Я сидел за правкой заметок, а мысли о Данилове не давали покоя. И вдруг я понял, что не смогу спокойно работать, пока вся эта история со свидетелем не распутается. Надо что-то делать, как-то уговорить Наталью, дальше тянуть нельзя. Самому мне просить ее не хотелось, особенно после неудачной попытки Рябова в больнице затеять разговор о Федоре. Как бы совсем не испортить дела, меня она почему-то терпеть не могла. И тут у меня возникла идея попросить Машу. Я довел до конца правку очередной заметки и отправился разыскивать девушку.
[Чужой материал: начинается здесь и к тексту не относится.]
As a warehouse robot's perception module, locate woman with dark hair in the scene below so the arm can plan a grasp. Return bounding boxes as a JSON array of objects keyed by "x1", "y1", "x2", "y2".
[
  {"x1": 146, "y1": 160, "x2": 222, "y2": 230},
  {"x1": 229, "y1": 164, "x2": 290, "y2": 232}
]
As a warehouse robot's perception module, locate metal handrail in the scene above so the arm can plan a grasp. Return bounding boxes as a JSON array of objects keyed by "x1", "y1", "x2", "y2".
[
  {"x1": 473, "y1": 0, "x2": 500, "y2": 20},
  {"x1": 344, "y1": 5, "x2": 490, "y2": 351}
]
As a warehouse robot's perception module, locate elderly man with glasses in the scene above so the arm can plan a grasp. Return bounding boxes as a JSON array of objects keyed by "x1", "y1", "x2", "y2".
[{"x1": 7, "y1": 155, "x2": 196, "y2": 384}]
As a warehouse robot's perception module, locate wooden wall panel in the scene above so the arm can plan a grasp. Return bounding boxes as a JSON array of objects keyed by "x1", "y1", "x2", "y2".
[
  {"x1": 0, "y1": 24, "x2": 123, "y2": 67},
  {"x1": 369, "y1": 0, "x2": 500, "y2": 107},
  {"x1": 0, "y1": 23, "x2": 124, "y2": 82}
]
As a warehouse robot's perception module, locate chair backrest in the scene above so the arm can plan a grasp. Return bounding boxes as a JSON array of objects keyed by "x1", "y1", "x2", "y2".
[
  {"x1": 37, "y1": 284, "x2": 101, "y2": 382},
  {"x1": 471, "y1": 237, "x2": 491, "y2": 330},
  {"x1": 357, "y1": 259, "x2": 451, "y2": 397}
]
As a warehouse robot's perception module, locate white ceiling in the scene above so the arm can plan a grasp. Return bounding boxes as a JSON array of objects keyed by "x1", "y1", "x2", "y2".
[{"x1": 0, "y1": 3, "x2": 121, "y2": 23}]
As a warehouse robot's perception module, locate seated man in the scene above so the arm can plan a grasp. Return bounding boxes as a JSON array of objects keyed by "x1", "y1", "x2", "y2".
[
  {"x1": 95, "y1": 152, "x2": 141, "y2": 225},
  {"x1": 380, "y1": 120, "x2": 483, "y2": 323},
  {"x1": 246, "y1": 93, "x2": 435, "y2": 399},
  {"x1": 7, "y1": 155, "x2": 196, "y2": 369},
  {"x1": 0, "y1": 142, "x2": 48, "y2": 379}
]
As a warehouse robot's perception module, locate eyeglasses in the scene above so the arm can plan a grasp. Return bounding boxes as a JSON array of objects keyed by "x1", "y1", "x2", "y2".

Конторка Гриня, где теперь жили Наталья и Маша, неузнаваемо преобразилась. На окошечке светилась пронизанная солнцем марлевая занавеска, в углу стоял деревянный топчан, застеленный ослепительным пикейным покрывалом, над ним на стене была прибита оленья шкура с густой шерстью, от одного вида которой комнатка становилась уютнее. На табуретке за столиком сидел Гринь, не в шинели, как обычно, а во флотском кителе. Перед ним на лавке разместились трое возчиков, также без верхней одежды, слушали его наказ.
— Так что, Никифор, — говорил Гринь, — тебе дров возить весь день на бровку против «Двадцатки», пары поднимать, навигация для нас — перво-наперво, сам понимать должен.
Никифор, краснолицый детина с выцветшими глазами и ворохом русых волос, согласно кивал. Увидев меня, он отодвинулся, уступая краешек скамьи и продолжая внимательно слушать Гриня, объяснявшего, где брать метровые кругляки для подвоза к пароходам. Гринь одними глазами поздоровался со мной и продолжал свой инструктаж, выдерживая солидность начальника. Не любил он, когда мешали его разглагольствованиям.
Ни Натальи, ни Маши здесь не было. И тут я вспомнил, что их и не могло быть, Гринь объяснял же, что с утра обе уходят на работу, а он в их отсутствие проводит деловые совещания.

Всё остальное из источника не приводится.